It may be a little late for Marquettes if you want them for the spring. I planted mine last spring but I ordered them the previous fall. I've heard of others having problems locating them right now.


----------



## grapeman (Jan 11, 2008)

Farmer can probably find the Marquette since he is from Minnesota. There are places there that have them left. I could also provide a couple other sources if need be in Vermont that have them.


Another option for you is to take a lesson from Northern Winos also there in Minnesota who grows on hog panels and lays down and covers in the fall. You could grow some less hardy varieties then. She will probably weigh in here for you also.


----------



## NorthernWinos (Jan 11, 2008)

Hi...Here is my opinion.
You are in a warmer zone than I am, so your options are a bit better.


But to be sure, for truly hardy varieties...for a white wine grape that you leave hang on the wires, try Louise Swenson and Prairie Star....both are now available at St. Lawrence Nursery and Great RiverVineyard...


http://www.sln.potsdam.ny.us/grapes.html




http://www.greatrivervineyard.com/




For a wonderful white grape try an Edlewiess...they are great for the table as well as wine....but a bit tender for us...those I do grow on a panel and lay down in the winter.
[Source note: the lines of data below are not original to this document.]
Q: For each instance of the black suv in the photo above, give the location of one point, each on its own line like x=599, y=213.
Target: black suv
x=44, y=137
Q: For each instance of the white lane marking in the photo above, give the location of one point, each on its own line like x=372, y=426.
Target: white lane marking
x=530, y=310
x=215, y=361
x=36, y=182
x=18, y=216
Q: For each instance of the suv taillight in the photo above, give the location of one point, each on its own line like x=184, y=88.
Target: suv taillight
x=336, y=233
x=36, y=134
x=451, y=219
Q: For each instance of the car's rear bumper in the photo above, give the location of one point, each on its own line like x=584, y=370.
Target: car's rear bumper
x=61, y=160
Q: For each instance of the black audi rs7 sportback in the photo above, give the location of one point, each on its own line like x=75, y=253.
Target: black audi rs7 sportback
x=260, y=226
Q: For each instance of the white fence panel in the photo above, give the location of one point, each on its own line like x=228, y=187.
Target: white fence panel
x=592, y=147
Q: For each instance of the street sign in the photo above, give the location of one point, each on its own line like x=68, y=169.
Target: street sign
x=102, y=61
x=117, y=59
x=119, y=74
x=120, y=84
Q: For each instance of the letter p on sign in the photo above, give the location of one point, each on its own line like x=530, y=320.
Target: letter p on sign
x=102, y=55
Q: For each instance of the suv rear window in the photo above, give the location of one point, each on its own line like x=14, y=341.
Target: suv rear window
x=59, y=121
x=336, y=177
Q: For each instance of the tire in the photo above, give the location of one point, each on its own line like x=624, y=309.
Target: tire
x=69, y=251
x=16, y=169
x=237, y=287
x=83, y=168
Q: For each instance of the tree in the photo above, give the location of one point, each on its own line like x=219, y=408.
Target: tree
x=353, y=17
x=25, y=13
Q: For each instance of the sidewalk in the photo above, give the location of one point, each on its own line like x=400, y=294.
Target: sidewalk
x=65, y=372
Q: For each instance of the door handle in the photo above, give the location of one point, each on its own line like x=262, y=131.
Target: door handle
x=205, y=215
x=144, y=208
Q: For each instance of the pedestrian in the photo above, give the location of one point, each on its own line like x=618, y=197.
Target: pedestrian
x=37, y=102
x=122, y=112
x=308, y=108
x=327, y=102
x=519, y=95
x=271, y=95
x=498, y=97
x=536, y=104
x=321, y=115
Good Luck with yout venture....


----------



## farmer (Jan 13, 2008)

I called Winterhaven Nursery they had Marquette and La Crescent avalable so I ordered 12 of each, alsochecking out their website the Somerset seedless table grape looked interesting so I ordered 4 of those.
Winterhaven is about 30 milesfrom me so I canpick them up and check out the vineyard when it is planting time.
Thanks for everybodies input.


----------